I also learned how to appreciate good tooling while working on this project. Both static typing with ESLint and type checking with Flow helped me to ensure consistency in the codebase, fix tech debt and avoid mistakes to happen before they hit production. Prettier is also among these tools that were tremendously helpful.

As stated in the integration testing part, I really enjoy building nice tooling, but what I enjoyed perhaps the most here was to build very efficient and useful components. The sub-component (or compound components) pattern (see below) was perhaps one of my favorite component patterns.

The tools and method used on this project inspired me to write about them on medium:

Challenges

Big Application

This is the first large scale project I got to work on. UCP contains more than 500 views, forms and lists and more than 100 different React components. Ensuring performance and scalability for all these views and components was definitely a priority and one of the biggest challenges.

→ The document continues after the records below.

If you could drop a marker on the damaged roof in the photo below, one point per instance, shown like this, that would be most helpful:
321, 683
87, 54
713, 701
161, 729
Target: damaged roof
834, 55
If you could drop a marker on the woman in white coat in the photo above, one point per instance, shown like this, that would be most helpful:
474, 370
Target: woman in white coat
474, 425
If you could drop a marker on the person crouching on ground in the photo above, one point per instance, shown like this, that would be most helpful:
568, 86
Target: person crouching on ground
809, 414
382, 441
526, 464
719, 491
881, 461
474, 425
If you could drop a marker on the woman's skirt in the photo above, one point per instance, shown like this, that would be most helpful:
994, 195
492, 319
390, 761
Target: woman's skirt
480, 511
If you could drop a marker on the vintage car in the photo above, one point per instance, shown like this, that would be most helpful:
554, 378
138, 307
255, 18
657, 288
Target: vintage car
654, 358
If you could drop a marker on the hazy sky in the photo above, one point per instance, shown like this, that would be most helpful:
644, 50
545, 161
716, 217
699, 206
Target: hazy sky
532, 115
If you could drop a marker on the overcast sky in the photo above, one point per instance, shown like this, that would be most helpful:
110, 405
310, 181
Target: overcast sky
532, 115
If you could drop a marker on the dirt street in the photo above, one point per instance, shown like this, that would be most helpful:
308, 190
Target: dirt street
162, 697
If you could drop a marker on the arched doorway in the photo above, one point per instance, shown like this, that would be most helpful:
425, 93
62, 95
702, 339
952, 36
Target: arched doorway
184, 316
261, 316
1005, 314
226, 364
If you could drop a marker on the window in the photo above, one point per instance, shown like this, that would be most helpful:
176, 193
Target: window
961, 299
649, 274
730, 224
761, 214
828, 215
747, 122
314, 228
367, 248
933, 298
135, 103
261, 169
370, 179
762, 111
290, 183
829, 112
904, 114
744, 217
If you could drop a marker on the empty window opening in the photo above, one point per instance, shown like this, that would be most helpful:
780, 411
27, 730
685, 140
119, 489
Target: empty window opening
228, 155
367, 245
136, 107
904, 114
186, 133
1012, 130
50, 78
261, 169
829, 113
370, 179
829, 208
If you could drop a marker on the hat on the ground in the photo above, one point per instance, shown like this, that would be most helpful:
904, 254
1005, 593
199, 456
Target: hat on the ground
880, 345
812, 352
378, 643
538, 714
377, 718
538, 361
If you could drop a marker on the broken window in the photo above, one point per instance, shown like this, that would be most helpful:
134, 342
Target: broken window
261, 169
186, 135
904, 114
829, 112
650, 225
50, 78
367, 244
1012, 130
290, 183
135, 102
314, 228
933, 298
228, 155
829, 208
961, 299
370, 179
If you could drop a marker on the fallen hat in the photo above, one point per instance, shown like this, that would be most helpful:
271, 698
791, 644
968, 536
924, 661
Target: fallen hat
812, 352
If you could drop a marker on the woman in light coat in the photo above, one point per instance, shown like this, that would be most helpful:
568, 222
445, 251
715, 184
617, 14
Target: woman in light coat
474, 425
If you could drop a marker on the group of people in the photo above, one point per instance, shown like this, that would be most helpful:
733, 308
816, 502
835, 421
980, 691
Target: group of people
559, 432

I think the following best describes the challenges UI engineers face on a daily basis with big projects:

In a tiny app, we can hardcode a lot of special cases to account for the above problems. But apps tend to grow. We want to be able to reuse, fork, and join parts of our code, and work on it collectively. We want to define clear boundaries between the pieces familiar to different people, and avoid making often-changing logic too rigid. How do we create abstractions that hide implementation details of a particular UI part? How do we avoid re-introducing the same problems that we just solved as our app grows? — Quote from The Elements of UI Engineering

Entreprise Software release cycle

There are only 2 big releases per year. Having good automation and test coverage was key to make sure no issues were pushed to productions. If any error made it to the final release, the customer had to wait for an entire month to get a patch.

Tech Debt

Given its size, it was easy for this UI project to carry a lot of tech debt. Addressing it was even more complicated due to the bi-annual release cycle, there was little to no margin for error when replacing or updating code.

Managing 2 different set of APIs and constructs

UCP supports both Swarm and Kubernetes. These 2 orchestrators have different APIs, but the frontend engineering team had to provide the same experience for both of them.